Used to promptly increase serum glucose level. Monosaccharide absorbed from intestine and distributed, stored, and used by tissues. Patients may recover if IV dextrose is administered before permanent damage due to low blood glucose levels occurs.

Glucagon

Polypeptide hormone identical to human glucagon; acts only on liver glycogen, converting it to glucose; do not use as empiric therapy because patients tend to be glycogen-depleted and may not improve; may be used temporarily until IV access obtained.

Antiemetics

Class Summary

These agents are used to control vomiting associated with ackee fruit poisoning.

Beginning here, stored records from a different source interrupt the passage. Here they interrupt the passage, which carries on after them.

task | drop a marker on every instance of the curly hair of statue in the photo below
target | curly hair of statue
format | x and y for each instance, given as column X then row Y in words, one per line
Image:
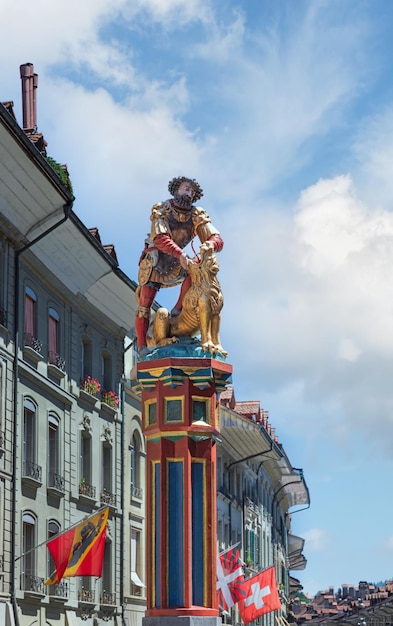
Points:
column 175, row 183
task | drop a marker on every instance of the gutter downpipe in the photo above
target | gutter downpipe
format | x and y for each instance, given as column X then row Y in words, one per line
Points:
column 122, row 437
column 67, row 210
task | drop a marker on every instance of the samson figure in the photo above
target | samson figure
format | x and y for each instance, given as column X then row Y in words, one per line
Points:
column 163, row 263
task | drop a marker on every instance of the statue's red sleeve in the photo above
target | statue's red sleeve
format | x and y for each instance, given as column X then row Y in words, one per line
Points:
column 218, row 243
column 166, row 244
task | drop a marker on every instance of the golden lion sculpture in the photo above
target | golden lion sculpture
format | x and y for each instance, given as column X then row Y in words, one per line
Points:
column 201, row 310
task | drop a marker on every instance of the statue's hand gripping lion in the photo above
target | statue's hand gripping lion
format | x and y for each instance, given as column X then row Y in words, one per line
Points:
column 201, row 310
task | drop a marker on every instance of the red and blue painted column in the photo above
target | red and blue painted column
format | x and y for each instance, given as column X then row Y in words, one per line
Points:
column 181, row 422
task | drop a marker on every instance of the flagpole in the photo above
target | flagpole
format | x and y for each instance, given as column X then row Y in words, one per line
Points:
column 230, row 548
column 62, row 532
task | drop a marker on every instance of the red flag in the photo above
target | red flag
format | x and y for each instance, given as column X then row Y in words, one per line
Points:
column 80, row 550
column 261, row 596
column 230, row 579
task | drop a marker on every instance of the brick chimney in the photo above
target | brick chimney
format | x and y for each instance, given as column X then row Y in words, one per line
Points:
column 29, row 100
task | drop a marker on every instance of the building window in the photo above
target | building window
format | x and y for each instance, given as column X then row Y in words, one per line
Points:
column 136, row 573
column 199, row 410
column 136, row 490
column 85, row 487
column 30, row 317
column 86, row 358
column 3, row 284
column 107, row 573
column 53, row 529
column 107, row 468
column 151, row 412
column 106, row 372
column 54, row 477
column 173, row 409
column 30, row 468
column 28, row 551
column 54, row 338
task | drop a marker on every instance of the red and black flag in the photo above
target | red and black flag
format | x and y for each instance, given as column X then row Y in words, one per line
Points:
column 79, row 551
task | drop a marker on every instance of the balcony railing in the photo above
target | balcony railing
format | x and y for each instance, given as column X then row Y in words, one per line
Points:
column 3, row 317
column 56, row 360
column 55, row 481
column 108, row 498
column 33, row 471
column 86, row 595
column 136, row 492
column 33, row 343
column 59, row 591
column 32, row 583
column 87, row 490
column 108, row 598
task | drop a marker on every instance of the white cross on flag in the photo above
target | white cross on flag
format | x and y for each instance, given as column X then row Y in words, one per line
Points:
column 261, row 596
column 230, row 579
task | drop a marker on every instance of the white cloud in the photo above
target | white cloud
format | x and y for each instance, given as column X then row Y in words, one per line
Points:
column 317, row 540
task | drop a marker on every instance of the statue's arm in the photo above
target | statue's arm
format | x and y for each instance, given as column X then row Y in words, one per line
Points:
column 161, row 234
column 205, row 229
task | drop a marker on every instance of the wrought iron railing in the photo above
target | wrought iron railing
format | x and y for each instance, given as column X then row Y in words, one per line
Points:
column 32, row 470
column 33, row 343
column 59, row 591
column 86, row 595
column 108, row 498
column 136, row 492
column 56, row 360
column 55, row 481
column 87, row 490
column 32, row 583
column 108, row 598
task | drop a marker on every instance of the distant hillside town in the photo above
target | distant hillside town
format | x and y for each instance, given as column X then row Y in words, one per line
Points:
column 369, row 604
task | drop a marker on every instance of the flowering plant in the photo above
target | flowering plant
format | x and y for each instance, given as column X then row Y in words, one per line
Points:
column 90, row 385
column 110, row 398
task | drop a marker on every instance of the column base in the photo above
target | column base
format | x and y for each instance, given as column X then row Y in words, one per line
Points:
column 181, row 620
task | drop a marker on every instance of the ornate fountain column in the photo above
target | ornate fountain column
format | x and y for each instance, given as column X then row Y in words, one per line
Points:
column 180, row 422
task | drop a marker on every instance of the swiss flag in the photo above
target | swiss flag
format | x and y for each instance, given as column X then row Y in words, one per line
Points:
column 230, row 579
column 261, row 596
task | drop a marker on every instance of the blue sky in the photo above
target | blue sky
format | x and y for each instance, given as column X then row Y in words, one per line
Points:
column 283, row 111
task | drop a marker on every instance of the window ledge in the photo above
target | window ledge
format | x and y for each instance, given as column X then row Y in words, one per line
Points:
column 88, row 398
column 109, row 410
column 31, row 482
column 32, row 355
column 55, row 371
column 55, row 493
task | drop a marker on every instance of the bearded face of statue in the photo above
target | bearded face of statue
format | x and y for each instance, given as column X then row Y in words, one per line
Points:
column 184, row 195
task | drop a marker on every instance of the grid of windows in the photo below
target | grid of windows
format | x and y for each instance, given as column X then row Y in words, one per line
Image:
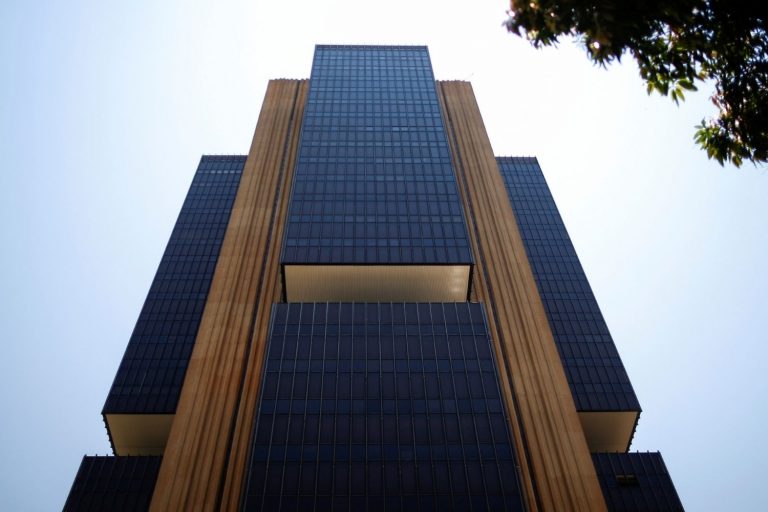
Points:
column 113, row 483
column 595, row 372
column 374, row 181
column 636, row 481
column 152, row 370
column 381, row 406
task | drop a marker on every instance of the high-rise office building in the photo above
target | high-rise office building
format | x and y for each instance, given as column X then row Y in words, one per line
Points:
column 371, row 311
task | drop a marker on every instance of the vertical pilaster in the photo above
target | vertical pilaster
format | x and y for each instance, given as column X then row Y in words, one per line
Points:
column 555, row 460
column 208, row 428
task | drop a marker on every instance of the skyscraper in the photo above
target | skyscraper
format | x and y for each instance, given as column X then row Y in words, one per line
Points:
column 371, row 311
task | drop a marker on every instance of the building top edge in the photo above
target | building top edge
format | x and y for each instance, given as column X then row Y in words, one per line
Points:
column 369, row 47
column 516, row 158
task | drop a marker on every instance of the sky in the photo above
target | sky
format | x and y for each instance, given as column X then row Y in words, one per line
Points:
column 106, row 108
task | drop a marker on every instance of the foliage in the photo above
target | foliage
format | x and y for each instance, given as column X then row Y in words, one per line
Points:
column 675, row 44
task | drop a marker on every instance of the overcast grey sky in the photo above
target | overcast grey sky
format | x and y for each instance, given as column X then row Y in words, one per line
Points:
column 106, row 107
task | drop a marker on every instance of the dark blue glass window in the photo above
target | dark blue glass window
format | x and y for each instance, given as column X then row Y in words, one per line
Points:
column 152, row 371
column 406, row 430
column 595, row 372
column 120, row 484
column 636, row 481
column 374, row 181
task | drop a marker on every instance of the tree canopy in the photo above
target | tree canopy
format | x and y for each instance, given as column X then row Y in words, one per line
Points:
column 676, row 44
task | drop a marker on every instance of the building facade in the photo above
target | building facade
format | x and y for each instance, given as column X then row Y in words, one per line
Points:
column 371, row 311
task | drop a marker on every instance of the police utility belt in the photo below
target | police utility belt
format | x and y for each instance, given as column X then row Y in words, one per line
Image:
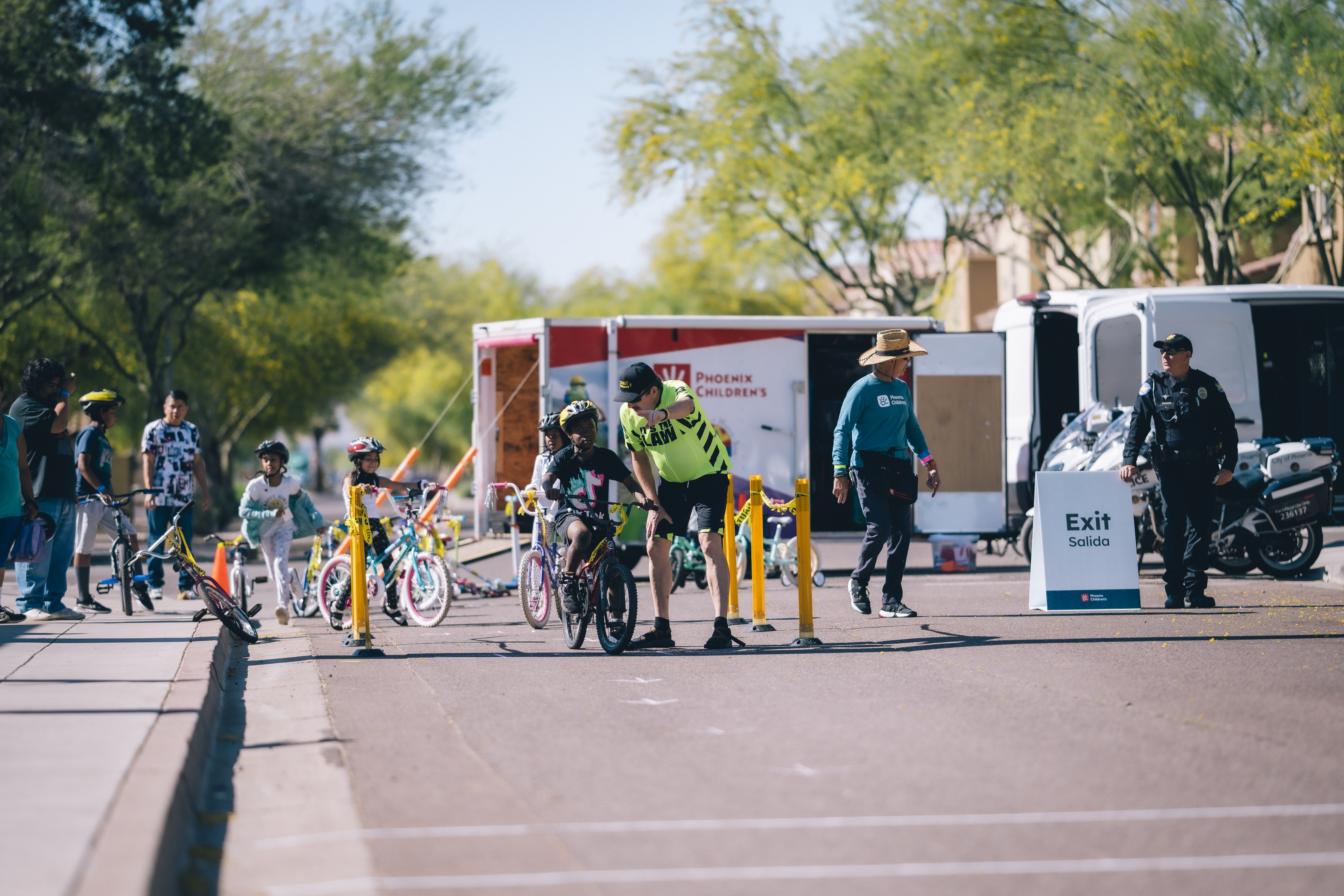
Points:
column 894, row 476
column 1167, row 455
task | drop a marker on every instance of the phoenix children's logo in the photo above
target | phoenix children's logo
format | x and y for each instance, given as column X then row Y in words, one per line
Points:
column 681, row 373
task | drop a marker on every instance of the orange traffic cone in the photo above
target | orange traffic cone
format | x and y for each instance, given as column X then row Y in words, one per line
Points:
column 220, row 573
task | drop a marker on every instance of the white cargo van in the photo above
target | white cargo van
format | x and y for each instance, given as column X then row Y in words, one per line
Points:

Prochlorperazine (Compazine)

A phenothiazine derivative. May relieve nausea and vomiting by blocking postsynaptic mesolimbic dopamine receptors with its anticholinergic effects and by depressing reticular activating system.

Promethazine (Phenergan)

Phenothiazine derivative. Has antihistaminic, sedative, anti–motion sickness, antiemetic, and anticholinergic effects.

Metoclopramide (Reglan)

Stimulates motility of upper GI tract. Dopamine antagonist that stimulates acetylcholine release in myenteric plexus. Acts centrally on chemoreceptor triggers in floor of fourth ventricle, providing important antiemetic activity.

Benzodiazepines

Class Summary

These act in the GABA-benzodiazepine receptor complex and are used to control seizures.

Lorazepam (Ativan)

Sedative hypnotic with short onset of effects and relatively long half-life. May depress all levels of CNS, including limbic and reticular formation, by increasing action of GABA (major inhibitory neurotransmitter in brain).

Diazepam (Valium)

Depresses all levels of CNS (eg, limbic and reticular formation), possibly by increasing activity of GABA.

Insulin Secretion–inhibitors

Class Summary

Insulin secretion may be altered by various mechanisms.[14] Diazoxide inhibits pancreatic secretion of insulin, stimulates glucose release from the liver, and stimulates catecholamine release, which elevates blood glucose levels. Octreotide is a peptide with pharmacologic action similar to that of somatostatin, which inhibits insulin secretion.

Diazoxide (Hyperstat IV)

Reserved for severe persistent hypoglycemia. Increases blood glucose by inhibiting pancreatic insulin release, possibly through an extrapancreatic effect.

Octreotide (Sandostatin)

Acts primarily on somatostatin receptor subtypes II and V. Inhibits GH secretion and has multiple endocrine and nonendocrine effects, including inhibition of glucagon, VIP, and GI peptides. Highly effective in treatment of hypoglycemia caused by sulfonylurea overdose. Despite lack of published descriptions of its use in Jamaican vomiting sickness, may be useful in this setting.